Spelling, the producer who has cranked out more hours of television than anybody else, has stamped his name on projects involving teen-agers (Beverly Hills, 90210), models (Models Inc.), cruise-ship personnel (The Love Boat), innkeepers (Hotel) and detectives (Starsky and Hutch).
That’s just peachy: Spelling can make schlocky nonsense out of those professions, genres and demographic groups till the cows — and profits — come home.
With vampires, however, he is treading on the fighting side of me.
Kindred: The Embraced, premiering tonight on Fox, marks the producer’s first foray into a territory about which I care passionately.

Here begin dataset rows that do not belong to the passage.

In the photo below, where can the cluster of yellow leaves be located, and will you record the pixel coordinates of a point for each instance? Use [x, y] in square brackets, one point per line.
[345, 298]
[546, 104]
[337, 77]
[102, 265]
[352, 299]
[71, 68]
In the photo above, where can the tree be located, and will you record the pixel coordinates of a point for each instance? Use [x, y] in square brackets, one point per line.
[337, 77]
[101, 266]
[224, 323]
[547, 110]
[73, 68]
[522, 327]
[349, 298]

Vampires are cool, elegant and enticing — as icons, not as neighbors.
From Dracula (the novel and multiple movies) to Dark Shadows, from The Hunger to Nick Knight (an obscure TV pilot starring Rick Springfield as a vampire detective), vampires have alternately fascinated and repulsed humanity.
Everybody from tweed-wearing scholars to 12-year-olds in T-shirts has tried to figure out why vampires haunt our collective imaginations.

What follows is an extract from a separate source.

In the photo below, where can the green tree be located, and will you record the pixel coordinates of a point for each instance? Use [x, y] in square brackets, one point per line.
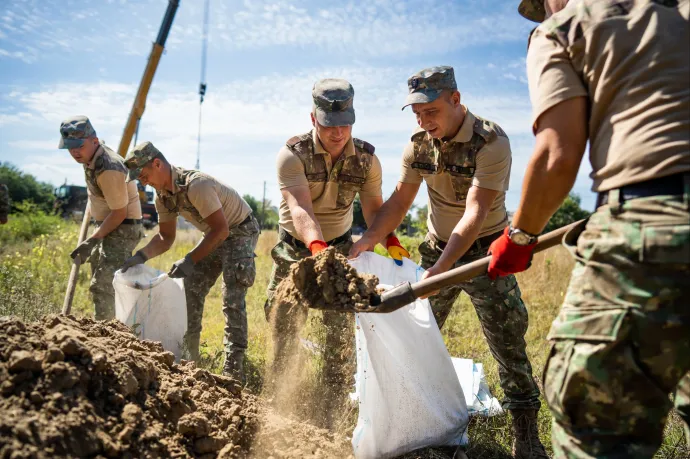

Credit, perhaps, goes to the exotic touches of cannibalism and mysticism, the lure of eternal life, the narcissism of the night.
Vampires feed our obsession with the rich and beautiful — ever noticed that vampires are always wealthy and gorgeous, never poor and ugly? — and offer a sleek, omnivorous sexuality.

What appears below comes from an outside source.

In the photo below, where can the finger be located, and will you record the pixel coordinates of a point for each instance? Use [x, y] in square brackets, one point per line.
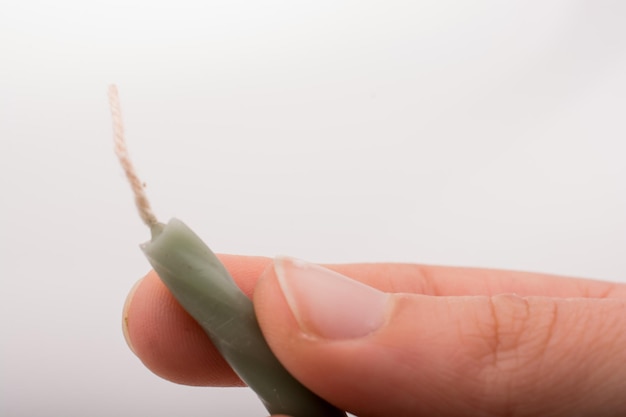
[174, 347]
[169, 341]
[378, 354]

It was inevitable, then, that an enterprising producer again would seek to spin the most alluring of mordant mythologies into TV gold.
Why — oh, why — did he have to be Spelling?
Why not, say, David Lynch (Twin Peaks) or Michael Mann (Miami Vice)?
Unlike those producers, who are equipped with stunning visual vocabularies and an absolute disgust for the ordinary and expected, Spelling revels in the mundane. He thrills to the inane. He embraces the cliched.
Kindred: The Embraced thus wastes its wonderful premise — rival vampire clans in present-day San Francisco — on yet another of Spelling’s second-rate soap operas, burdened with bad dialogue and clumsy characterizations.
Mark Frankel plays Julian Luna, the handsome, conflicted head of the Ventrues — the No. 1 vampire family.
Luna’s control of the city’s clans (much like urban gangs, with infighting and bragging about muscles) is constantly threatened by other ambitious vampires — a scenario that may remind viewers of the Republican presidential race.
His most dangerous nemesis is Detective Frank Kohanek (C. Thomas Howell), who thinks Luna is just another mob boss who needs to be taken down a peg.
In the premiere, Kohanek and Luna clash when the detective courts a woman who happens to be a former flame of Luna’s — and a vampire to boot, unbeknownst to Kohanek.
In the second episode, reporter Caitlin Byrne (Kelly Rutherford) falls hard for Luna.
The other clans are called Nosferatu, Torreadors, Gangrels and Bujah, embodied by characters with names such as Daedalus and Lillie Langtry. (Bobs or Bills need not apply.)
By the way, kindred do not call themselves vampires” — a word coined by outsiders, as the show’s press kit explains.
Kindred: The Embraced might be terrific in other hands.
One imagines majestic halls down which swoop lonely, tormented vampires; eerie confrontations between veteran vampires and innocent newcomers; blood-red sunsets that melt into invigorating nights.
Instead, Spelling (and creator John Leekley) gives viewers silly preening by the macho undead.
Everything about the show looks phony — including the blood, which bears an uncomfortable resemblance to the stuff that squirts out of ketchup packets when somebody steps on them in a McDonald’s parking lot.
Why couldn’t Spelling have stuck with randy teens or dolled-up detectives? Why did he have to pick on our fang-toothed friends, our coffin-dwelling, blood-swilling buddies?
Spelling has plunged a stake through the heart of the vampire myth.
Only it’s not a stake; it’s a plastic knife.